Dos ficciones cubanas participan en la competencia oficial del Festival de Lima 2017. Ambas intentan dar una visión más o menos crítica del país caribeño. Son distintas, pero tienen algunos puntos en común.
La mejor es “Santa y Andrés”, segunda película de Carlos Lechuga. Producida sin la intervención del ICAIC, ofrece una mirada retrospectiva a lo que ocurría en la isla a principios de la década del 80 con todos aquellos sospechosos o acusados de contrarrevolucionarios.
En un alejado lugar, una campesina llamada Santa (Lola Amores) recibe la orden de vigilar a Andrés (Eduardo Martínez), escritor homosexual cuyos libros son considerados subversivos por el oficialismo. Sin embargo, la distancia que los separa no impedirá que con el correr de las semanas se desarrolle una amistad entre ellos, descubriendo que tienen más cosas en común de lo que pensaban.
Una narración de rasgos minimalistas privilegia el proceso de conocimiento cotidiano, de una soledad compartida que a ratos se siente amarga. Pero que se compensa gracias al contacto con la naturaleza y al mismo hecho de poder expresar cada uno sus sentimientos. La escena de la playa, por ejemplo, una de las más logradas de la cinta, grafica esa breve sensación de libertad que él necesita y ella, valgan verdades, tampoco tiene.

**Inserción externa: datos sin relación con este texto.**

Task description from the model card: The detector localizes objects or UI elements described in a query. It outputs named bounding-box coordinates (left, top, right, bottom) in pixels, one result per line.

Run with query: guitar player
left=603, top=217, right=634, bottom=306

Andrés no pierde la esperanza de escapar como muchos otros, de exiliarse. Las humillaciones que sufre, debidas también a su opción sexual, lo obligan a tomar una decisión. Santa, a su vez, entiende la melancolía del amigo, se siente atraída hacia él, pero sabe que no puede hacer mucho al respecto.
“Santa y Andrés” se atreve a reflexionar sobre la intolerancia del régimen castrista. No tiene la fuerza expresiva de “La obra del siglo” (2015), de Carlos Quintela, una de las mejores películas cubanas de los últimos tiempos, pero se agradece sus intenciones.
“Últimos días en La Habana” es un relato agridulce del veterano Fernando Pérez, que surge como una puesta al día de “Fresa y chocolate” (1983), aunque sin la misma empatía de la cinta de Tomás Gutiérrez Alea.
Los protagonistas son ahora maduros y su amistad data desde que eran muy jóvenes. Miguel (Patricio Wood) trabaja en un restaurante y su sueño es emigrar a Estados Unidos, pero los papeles definitivos se demoran en llegar. Diego es gay, tiene sida y gracias a los cuidados de Miguel su invalidez no resulta tan penosa. Viven juntos en un viejo solar que comparten con varios pintorescos vecinos y la rutina los afecta cada día más.
Como en otras películas del realizador, el mosaico costumbrista se impone. Las frases hechas, la camaradería y la solidaridad son los rasgos más evidentes de un relato demasiado calculado y previsible desde el guión. La escasa expresividad de Miguel contrasta con la extrovertida personalidad de Diego. El drama prevalece sobre el humor, pero la receta coral no funciona. Se pierde en personajes -incluidos los familiares de Diego- que hablan mucho y no dicen nada relevante.
La cinta muestra su mejor lado en las andanzas de Miguel fuera de casa. En esa observación discreta y casi documental de sus caminatas por las calles de La Habana, de su contacto con el mar.